For answer my uncle handed me his telescopic glass, which, treasuring as the apple of his eye, he rarely allowed anyone but himself to use. "Sweep her down near the horizon in the no'theast," he whispered, so that none of the crew could overhear him. "See that fellow hull down in the distance: a frigate, near as I can make out. He has been following us for the last three days, and to-morrow I expect him to catch up. He might have done it two days ago; but so long as we are going his way, like a hare towards the fox's den, he won't overhaul us. If he will give me only two days more, we can make Saint Kitts, and then I'll snap my fingers in his face. But he won't. No"—in answer to my questioning look—"he's a French privateer, a fast one, and can make better time than our 'Nancy.'"

And the next day, surely as dawn broke, the frigate was within hail, with a Long Tom trained to rake us at a shift of the helm, and fifty or more villainous cutthroats crowded against the lee rail ready to board, should it come to close quarters.

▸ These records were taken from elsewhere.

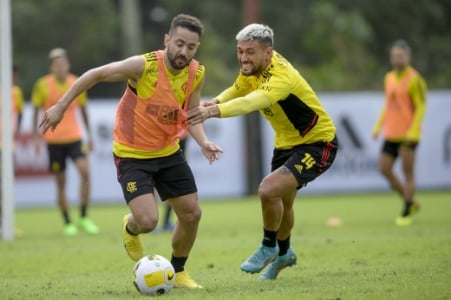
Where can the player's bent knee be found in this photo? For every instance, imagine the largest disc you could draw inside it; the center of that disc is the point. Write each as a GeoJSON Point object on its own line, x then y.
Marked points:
{"type": "Point", "coordinates": [265, 191]}
{"type": "Point", "coordinates": [146, 223]}
{"type": "Point", "coordinates": [193, 216]}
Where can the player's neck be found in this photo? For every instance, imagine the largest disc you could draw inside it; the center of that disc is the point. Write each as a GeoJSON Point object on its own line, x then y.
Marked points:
{"type": "Point", "coordinates": [168, 66]}
{"type": "Point", "coordinates": [60, 78]}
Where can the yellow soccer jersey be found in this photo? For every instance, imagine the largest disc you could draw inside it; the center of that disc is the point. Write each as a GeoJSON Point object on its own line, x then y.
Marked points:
{"type": "Point", "coordinates": [285, 99]}
{"type": "Point", "coordinates": [145, 87]}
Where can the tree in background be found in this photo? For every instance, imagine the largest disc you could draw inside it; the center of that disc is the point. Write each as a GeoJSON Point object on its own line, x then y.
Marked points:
{"type": "Point", "coordinates": [87, 29]}
{"type": "Point", "coordinates": [338, 45]}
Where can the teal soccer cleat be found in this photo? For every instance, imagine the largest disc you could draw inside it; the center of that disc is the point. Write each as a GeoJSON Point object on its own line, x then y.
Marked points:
{"type": "Point", "coordinates": [260, 259]}
{"type": "Point", "coordinates": [280, 263]}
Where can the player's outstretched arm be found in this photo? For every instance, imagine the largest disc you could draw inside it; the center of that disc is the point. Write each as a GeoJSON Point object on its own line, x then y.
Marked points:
{"type": "Point", "coordinates": [235, 107]}
{"type": "Point", "coordinates": [209, 149]}
{"type": "Point", "coordinates": [128, 69]}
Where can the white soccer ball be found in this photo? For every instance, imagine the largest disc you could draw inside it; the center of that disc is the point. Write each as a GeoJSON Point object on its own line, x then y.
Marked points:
{"type": "Point", "coordinates": [153, 275]}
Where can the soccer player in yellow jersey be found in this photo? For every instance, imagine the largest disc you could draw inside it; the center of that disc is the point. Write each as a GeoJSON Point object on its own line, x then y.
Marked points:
{"type": "Point", "coordinates": [66, 142]}
{"type": "Point", "coordinates": [401, 119]}
{"type": "Point", "coordinates": [305, 142]}
{"type": "Point", "coordinates": [150, 121]}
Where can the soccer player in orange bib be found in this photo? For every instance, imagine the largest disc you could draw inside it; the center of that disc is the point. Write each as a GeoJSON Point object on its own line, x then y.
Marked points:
{"type": "Point", "coordinates": [305, 143]}
{"type": "Point", "coordinates": [66, 141]}
{"type": "Point", "coordinates": [150, 121]}
{"type": "Point", "coordinates": [401, 119]}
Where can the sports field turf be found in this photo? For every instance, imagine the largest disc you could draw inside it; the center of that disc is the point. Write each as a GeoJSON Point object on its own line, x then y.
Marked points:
{"type": "Point", "coordinates": [366, 258]}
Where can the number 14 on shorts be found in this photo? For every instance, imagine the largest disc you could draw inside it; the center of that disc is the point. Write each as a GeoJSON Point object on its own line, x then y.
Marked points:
{"type": "Point", "coordinates": [307, 162]}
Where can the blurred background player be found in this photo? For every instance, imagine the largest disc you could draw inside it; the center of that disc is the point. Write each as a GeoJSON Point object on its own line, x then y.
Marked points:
{"type": "Point", "coordinates": [401, 119]}
{"type": "Point", "coordinates": [17, 109]}
{"type": "Point", "coordinates": [305, 142]}
{"type": "Point", "coordinates": [66, 141]}
{"type": "Point", "coordinates": [150, 121]}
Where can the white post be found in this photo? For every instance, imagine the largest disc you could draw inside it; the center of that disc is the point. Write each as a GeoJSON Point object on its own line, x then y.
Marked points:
{"type": "Point", "coordinates": [7, 180]}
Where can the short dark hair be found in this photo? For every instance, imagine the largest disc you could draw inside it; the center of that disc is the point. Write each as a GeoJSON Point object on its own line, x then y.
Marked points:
{"type": "Point", "coordinates": [402, 44]}
{"type": "Point", "coordinates": [189, 22]}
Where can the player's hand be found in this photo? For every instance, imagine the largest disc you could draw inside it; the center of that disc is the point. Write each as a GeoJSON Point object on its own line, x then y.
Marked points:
{"type": "Point", "coordinates": [198, 115]}
{"type": "Point", "coordinates": [90, 143]}
{"type": "Point", "coordinates": [208, 103]}
{"type": "Point", "coordinates": [51, 118]}
{"type": "Point", "coordinates": [37, 143]}
{"type": "Point", "coordinates": [375, 134]}
{"type": "Point", "coordinates": [211, 151]}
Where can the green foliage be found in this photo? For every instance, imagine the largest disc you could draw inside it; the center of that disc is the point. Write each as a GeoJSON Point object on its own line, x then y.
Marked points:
{"type": "Point", "coordinates": [366, 258]}
{"type": "Point", "coordinates": [87, 29]}
{"type": "Point", "coordinates": [337, 45]}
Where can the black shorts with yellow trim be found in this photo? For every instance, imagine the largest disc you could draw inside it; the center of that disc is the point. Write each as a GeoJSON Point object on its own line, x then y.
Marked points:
{"type": "Point", "coordinates": [170, 175]}
{"type": "Point", "coordinates": [59, 153]}
{"type": "Point", "coordinates": [306, 161]}
{"type": "Point", "coordinates": [392, 148]}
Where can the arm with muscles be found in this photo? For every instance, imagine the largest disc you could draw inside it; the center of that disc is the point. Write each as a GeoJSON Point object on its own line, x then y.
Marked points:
{"type": "Point", "coordinates": [377, 127]}
{"type": "Point", "coordinates": [128, 69]}
{"type": "Point", "coordinates": [227, 95]}
{"type": "Point", "coordinates": [380, 120]}
{"type": "Point", "coordinates": [417, 91]}
{"type": "Point", "coordinates": [197, 131]}
{"type": "Point", "coordinates": [19, 110]}
{"type": "Point", "coordinates": [38, 97]}
{"type": "Point", "coordinates": [238, 106]}
{"type": "Point", "coordinates": [84, 116]}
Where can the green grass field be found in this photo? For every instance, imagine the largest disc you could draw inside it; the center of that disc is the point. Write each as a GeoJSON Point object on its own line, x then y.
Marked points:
{"type": "Point", "coordinates": [366, 258]}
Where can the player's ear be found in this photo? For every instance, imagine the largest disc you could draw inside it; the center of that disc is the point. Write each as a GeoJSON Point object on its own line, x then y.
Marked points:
{"type": "Point", "coordinates": [268, 53]}
{"type": "Point", "coordinates": [166, 40]}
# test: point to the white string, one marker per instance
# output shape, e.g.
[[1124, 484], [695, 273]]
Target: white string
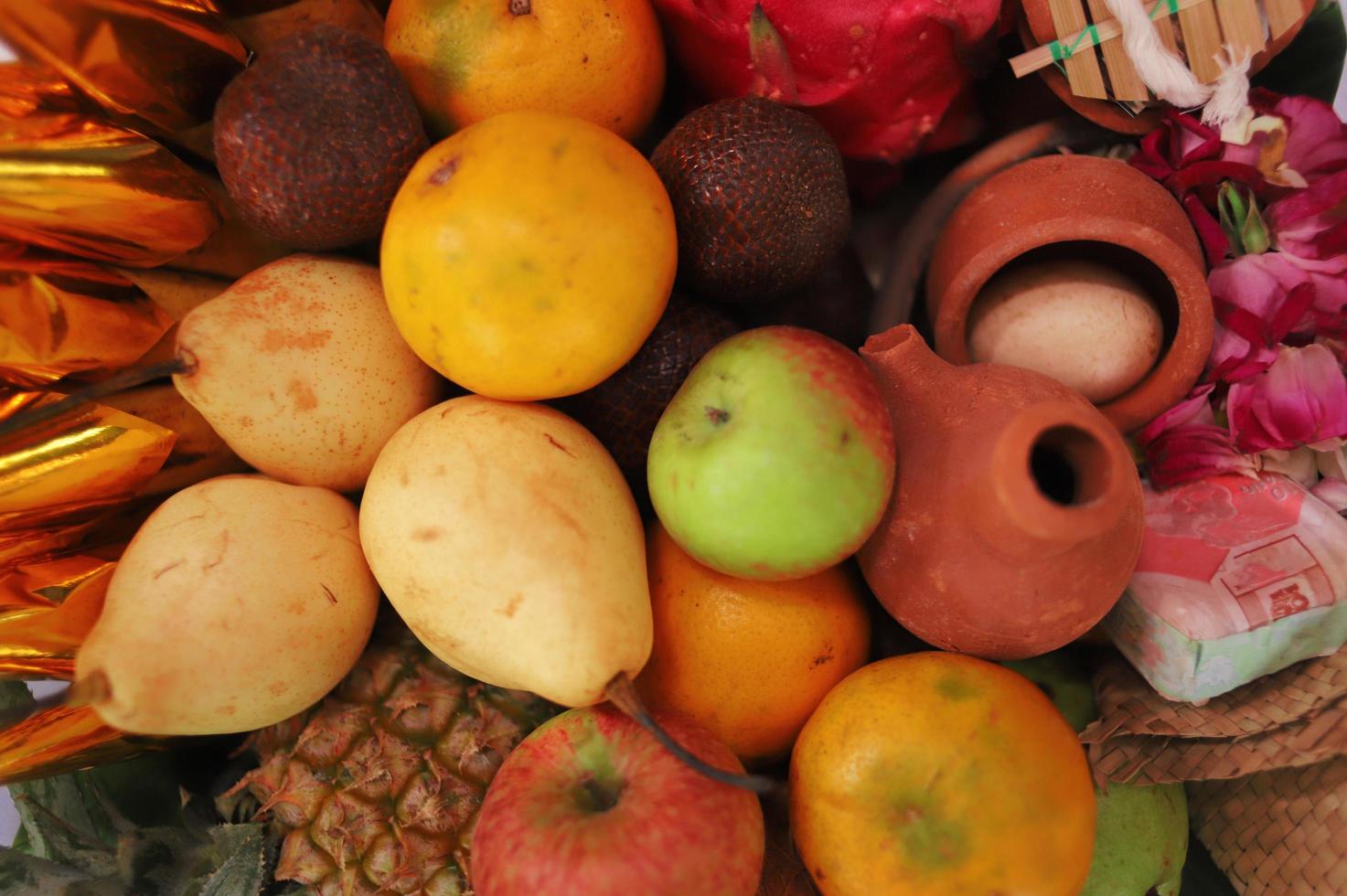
[[1167, 74]]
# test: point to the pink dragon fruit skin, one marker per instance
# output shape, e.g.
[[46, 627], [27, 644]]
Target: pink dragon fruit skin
[[885, 77]]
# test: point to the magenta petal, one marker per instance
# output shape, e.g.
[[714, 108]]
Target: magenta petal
[[1193, 453], [1193, 410], [1215, 244], [1312, 222], [1316, 139], [1299, 400]]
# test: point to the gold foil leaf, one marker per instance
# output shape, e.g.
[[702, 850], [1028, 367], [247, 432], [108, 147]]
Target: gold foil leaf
[[46, 611], [61, 475], [159, 62], [91, 189], [63, 315], [27, 88], [63, 739]]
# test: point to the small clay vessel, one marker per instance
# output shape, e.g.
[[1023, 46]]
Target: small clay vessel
[[1036, 28], [1081, 207], [1016, 517]]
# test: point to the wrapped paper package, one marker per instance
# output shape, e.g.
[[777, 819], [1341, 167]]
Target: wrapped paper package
[[1238, 577]]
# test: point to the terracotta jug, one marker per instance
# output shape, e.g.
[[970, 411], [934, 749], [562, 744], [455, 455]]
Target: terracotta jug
[[1016, 517], [1081, 207]]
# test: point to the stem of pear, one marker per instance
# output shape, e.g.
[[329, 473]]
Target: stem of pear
[[623, 694], [116, 383]]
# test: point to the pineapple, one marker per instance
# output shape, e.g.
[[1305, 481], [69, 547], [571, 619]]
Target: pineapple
[[376, 790]]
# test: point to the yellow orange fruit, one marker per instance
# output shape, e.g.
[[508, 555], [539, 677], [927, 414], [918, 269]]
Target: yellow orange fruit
[[749, 660], [936, 773], [529, 255], [469, 59]]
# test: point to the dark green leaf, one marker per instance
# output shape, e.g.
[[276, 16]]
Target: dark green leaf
[[23, 875], [1313, 62], [162, 859], [68, 847], [244, 868]]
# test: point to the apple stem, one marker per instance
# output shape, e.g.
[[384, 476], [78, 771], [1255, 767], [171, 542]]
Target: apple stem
[[623, 694], [124, 380]]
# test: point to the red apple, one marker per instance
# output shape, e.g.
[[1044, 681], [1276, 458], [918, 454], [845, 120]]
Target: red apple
[[592, 805]]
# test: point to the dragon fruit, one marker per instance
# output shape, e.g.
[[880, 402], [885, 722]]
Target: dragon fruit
[[888, 79]]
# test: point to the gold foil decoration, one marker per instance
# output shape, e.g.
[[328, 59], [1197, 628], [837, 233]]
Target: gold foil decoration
[[27, 88], [62, 475], [63, 315], [46, 611], [91, 189], [63, 739], [154, 65]]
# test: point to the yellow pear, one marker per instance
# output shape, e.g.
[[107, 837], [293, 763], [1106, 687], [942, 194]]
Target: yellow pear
[[239, 603], [299, 368], [508, 540]]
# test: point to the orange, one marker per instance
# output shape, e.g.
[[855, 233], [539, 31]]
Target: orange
[[529, 255], [469, 59], [748, 659], [936, 773]]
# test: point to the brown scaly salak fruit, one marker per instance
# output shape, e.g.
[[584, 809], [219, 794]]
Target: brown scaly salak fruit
[[376, 788], [624, 409], [759, 196], [314, 139]]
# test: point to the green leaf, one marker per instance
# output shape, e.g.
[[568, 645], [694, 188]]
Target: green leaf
[[68, 847], [162, 859], [1313, 62], [142, 790], [244, 868], [23, 875], [66, 798], [1201, 876]]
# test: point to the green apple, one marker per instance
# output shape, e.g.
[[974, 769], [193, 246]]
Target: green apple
[[1141, 833], [775, 458]]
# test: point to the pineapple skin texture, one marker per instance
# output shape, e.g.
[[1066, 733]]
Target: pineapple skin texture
[[376, 790]]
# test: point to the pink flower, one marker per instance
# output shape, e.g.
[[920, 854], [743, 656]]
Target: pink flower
[[1292, 142], [1187, 158], [1312, 222], [1184, 443], [1259, 301], [1301, 399]]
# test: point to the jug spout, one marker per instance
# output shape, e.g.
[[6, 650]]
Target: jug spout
[[900, 357], [1016, 515]]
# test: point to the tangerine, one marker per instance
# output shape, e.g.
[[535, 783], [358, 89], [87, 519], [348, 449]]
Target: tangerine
[[746, 659], [937, 773], [467, 59], [529, 255]]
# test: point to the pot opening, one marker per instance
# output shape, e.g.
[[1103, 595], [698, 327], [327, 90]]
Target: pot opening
[[1025, 315], [1070, 466]]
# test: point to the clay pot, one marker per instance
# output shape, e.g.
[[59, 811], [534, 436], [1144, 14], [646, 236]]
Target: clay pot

I entertained hard thoughts of my uncle for allowing that French corsair to take us without a fight, as he did; but time showed that it was not from lack of spirit, but in furtherance of a deep-laid scheme. The mate was ready to take him by the throat, and the crew growled hoarse; but of what use? A few muskets and arquebuses formed our total armament, together with some pistols and cutlasses; and what were these against that corsair's grinning row of portholes and grim cannon, let alone his decks swarming with bloodthirsty pirates armed to the teeth?